Selasa, 12 Maret 2013

DMAIC to Avoid Zombies at Work


Marc Gregor talks on how the Six Sigma approach can be used to deal with the unmotivated employees. This is the first part in the series of three parts.

Almost 10 years ago, I started working in a regulated industry, one that follows
current good manufacturing practices. I was attracted to its logical and
straightforward manner right away. Coming from a background in molecular
biology, it made perfect sense for me to build a quality system as a group of
subsystems that fits together perfectly.
 
In a biological organism, the digestive system extracts nutrients from food, and
the circulatory system delivers them to the cells through the blood. In a
quality system, the document control system stores the most up-to-date
procedures and delivers them to the point of use where product realization takes
place. Nature’s biological systems and organizations’ quality systems work to
keep the organism, or the organization, alive and healthy.
That is until the undead rise from the grave.
 
Most zombie movies show dead people walking slowly, moaning a lot, and trying to
eat people. It’s never pleasant for the few people who are alive, running from
the zombie hoard but never able to get far enough away. One bite from a zombie
can turn humans into the newest member of the undead. Certainly a zombie
infection is not good for any biological system.
 
People who want to stay alive and well instinctively search for a well-balanced
diet to sustain the body; zombies just want brains. People have an immune system
to protect them from infection; zombies just rot away. On a larger scale, people
are biologically wired to protect one another and allow their society to
survive, while zombies just destroy everything in their path.
 
The problem with zombies is that all they want to do is bite and destroy; and
they do it the same way they’ve always done it. Continuous improvement is not on
their, er, menu. Zombies don’t know how to employ DMAIC, which stands for
define, measure, analyze, improve, control, to become better, more efficient
zombies.
 
For instance, here is how DMAIC looks for zombies:


Define: For zombies, the
problem is never a nonconforming product or excess waste. The problem is that
they want to bite someone, but there is no one around, or people run too fast.
That is, until the cute girl gets her foot snagged in a tree root, and then of
course their problem is solved. Zombie snack time.

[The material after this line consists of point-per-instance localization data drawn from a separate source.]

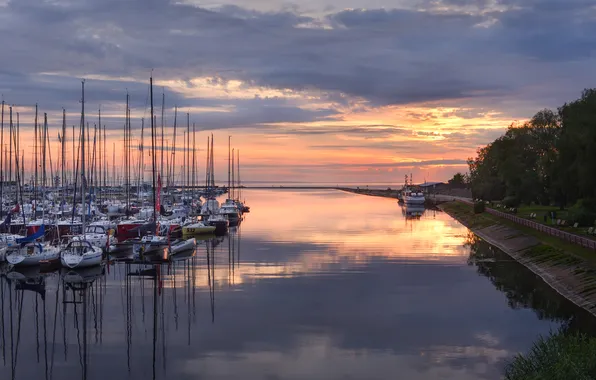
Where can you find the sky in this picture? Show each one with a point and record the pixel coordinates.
(311, 91)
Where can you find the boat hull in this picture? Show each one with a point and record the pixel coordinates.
(189, 231)
(70, 260)
(20, 259)
(127, 231)
(409, 200)
(183, 246)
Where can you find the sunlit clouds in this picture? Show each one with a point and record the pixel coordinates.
(315, 92)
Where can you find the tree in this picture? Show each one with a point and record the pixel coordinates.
(458, 179)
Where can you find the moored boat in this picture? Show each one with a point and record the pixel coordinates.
(80, 254)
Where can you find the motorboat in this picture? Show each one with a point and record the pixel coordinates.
(81, 254)
(123, 250)
(230, 211)
(220, 223)
(129, 228)
(413, 196)
(152, 243)
(413, 211)
(197, 228)
(31, 254)
(10, 240)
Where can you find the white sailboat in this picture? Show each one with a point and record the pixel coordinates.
(28, 251)
(80, 253)
(32, 254)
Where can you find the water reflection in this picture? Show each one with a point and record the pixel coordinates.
(365, 294)
(525, 290)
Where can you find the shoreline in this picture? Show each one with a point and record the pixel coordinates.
(571, 277)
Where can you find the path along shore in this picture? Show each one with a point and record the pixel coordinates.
(570, 270)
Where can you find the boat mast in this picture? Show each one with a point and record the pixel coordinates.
(173, 171)
(99, 171)
(142, 159)
(207, 166)
(212, 165)
(2, 169)
(194, 172)
(36, 140)
(63, 143)
(126, 154)
(229, 162)
(163, 104)
(83, 179)
(11, 129)
(188, 151)
(239, 191)
(43, 170)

Measure: Zombies don’t collect
data. They just see a person and start chasing him. If they see someone else,
they start chasing that person instead. You certainly never see zombies trying
to work together. They do tend to dine together, however.


Analyze: Root causes are not
on any zombie’s mind (except for that root that snagged the cute girl for snack
time). For zombies the only goal is any person within arm’s reach; they don’t
think about much else.

Improve: Zombies never look for a better way to bite people. Chasing is the only
method they’ll ever use to catch someone, although just standing there waiting
for someone to run into them seems to happen a lot.

Control: No matter how many
people zombies bite or how many get away, zombies never reflect on what worked
and what did not. “Hey look, a guy with a shotgun. Let’s stumble toward him
really slow and see what happens.” They never learn.